Zweitens ist Doctor Strange Marvels bis dato visuell beeindruckendster Film. Das meint nicht nur die Qualität der computergenerierten Effekte (die wird schließlich kontinuierlich besser), von denen es mal wieder überdurchschnittlich viele gibt. Vielmehr beeindruckt das gesamte Design, in dem Welten und Dimensionen verbogen, verschränkt, auseinandergefechert und -gerissen werden. In den hektischsten Momenten sorgt das zwar für einen visuell Overkill, doch die mandalahafte und kaleidoskopische Gestaltung dieser Szenen ist sowohl faszinierend als auch fesselnd und steckt voller wunderbarer Details. Hier könnte man zurecht über eine Oscarnominierung für die besten Specialeffects diskutieren. In jedem Falle sei Interessierten eine Sichtung im Kino ans Herz gelegt – vorzugsweise in 3D.

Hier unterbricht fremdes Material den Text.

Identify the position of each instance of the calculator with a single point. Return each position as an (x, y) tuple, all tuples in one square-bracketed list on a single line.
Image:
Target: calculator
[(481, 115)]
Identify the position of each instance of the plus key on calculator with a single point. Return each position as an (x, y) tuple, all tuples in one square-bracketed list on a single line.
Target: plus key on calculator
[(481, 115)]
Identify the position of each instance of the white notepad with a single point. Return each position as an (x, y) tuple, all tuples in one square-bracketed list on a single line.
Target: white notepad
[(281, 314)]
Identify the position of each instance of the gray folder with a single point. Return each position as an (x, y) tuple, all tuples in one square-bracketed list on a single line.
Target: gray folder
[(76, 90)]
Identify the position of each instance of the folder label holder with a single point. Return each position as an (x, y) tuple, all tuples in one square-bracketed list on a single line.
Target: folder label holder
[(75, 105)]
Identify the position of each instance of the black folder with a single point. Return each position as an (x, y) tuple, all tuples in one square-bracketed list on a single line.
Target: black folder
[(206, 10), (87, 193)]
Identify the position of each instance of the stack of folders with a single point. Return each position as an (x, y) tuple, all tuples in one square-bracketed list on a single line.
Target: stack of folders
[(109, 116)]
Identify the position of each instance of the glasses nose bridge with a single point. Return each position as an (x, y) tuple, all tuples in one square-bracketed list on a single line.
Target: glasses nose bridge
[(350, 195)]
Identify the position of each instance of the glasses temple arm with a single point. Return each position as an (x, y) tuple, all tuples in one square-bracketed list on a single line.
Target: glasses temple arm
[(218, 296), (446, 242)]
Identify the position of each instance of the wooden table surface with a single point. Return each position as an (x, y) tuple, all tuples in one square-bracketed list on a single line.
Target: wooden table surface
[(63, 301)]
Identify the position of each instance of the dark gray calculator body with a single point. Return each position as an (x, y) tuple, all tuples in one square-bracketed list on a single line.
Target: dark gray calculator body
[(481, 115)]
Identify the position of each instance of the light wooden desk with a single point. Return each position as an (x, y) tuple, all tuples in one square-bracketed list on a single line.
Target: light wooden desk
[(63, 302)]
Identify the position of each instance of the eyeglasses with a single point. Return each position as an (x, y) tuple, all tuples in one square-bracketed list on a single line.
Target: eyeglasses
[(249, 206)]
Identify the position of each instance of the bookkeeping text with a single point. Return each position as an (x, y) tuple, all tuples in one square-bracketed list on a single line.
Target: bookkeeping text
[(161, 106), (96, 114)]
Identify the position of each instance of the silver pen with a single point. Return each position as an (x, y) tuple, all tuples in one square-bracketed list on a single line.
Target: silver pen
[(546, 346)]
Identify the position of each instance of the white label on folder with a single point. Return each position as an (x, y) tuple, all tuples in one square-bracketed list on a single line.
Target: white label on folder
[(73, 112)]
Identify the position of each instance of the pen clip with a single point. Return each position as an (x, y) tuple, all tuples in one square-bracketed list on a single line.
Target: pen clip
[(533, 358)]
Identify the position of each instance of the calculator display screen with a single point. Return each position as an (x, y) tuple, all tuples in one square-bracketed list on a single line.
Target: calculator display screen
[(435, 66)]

dr-strange-03Doch abgesehen von diesen beiden Stärken ist Doctor Strange ziemlich generisches, bestenfalls berechenbares Filmfutter, das überdies noch mit vielen kleineren und größeren Macken zu kämpfen hat. Sind die Kräfte, die Strange allmählich entwickelt, anfangs noch nachvollziehbar (zumindest so nachvollziehbar, wie Magie das sein kann), fühlt es sich so an, als würde diese innere Logik gegen Ende langsam auseinanderbröckeln. Die beiden Antagonisten sind – in bester Marvel-Tradition – flache Abziehbilder. Der Love-Interest (Rachel McAdams) ist uninteressant und dient hauptsächlich dazu, eine überflüssige romantische Ebene in die Handlung einzubauen. Sämtliche Schauspielleistungen sind solide, aber niemals herausragend. Und der Humor – so sehr ich auch immer wieder schmunzeln musste – schießt stellenweise über das Ziel hinaus und wirkt deplatziert.

Fazit
Ich bin innerlich zerrissen: Einerseits konnte mich Doctor Strange mal wieder gut unterhalten, den Kinobesuch habe ich keinesfalls bereut. Andererseits konnte Scott Derricksons Film mich auch nicht begeistern – das immer gleiche narrative Schema scheint so langsam auch bei mir seine Wirkung einzubüßen. Was bleibt, ist ein Film der sich perfekt ins Marvel Cinematic Universe einreiht – mit sämtlichen bekannten Plus- und Minuspunkten – und die Frage, wie lang diese Masche noch ziehen wird.

4,0

Bilder & Trailer: (c) Marvel Studios

8 Kommentare zu „Kritik: „Doctor Strange“ Hinterlasse einen Kommentar

  1. Endlich mal eine Kritik, mit der ich voll und ganz übereinstimmen kann.
    Der Streifen kommt mir bei den meisten viel zu gut weg. Aber wennn man sich so die Bewertungen auf FIlmportalen anschaut, dann scheint Doctor Strange allgemein sehr gut anzukommen.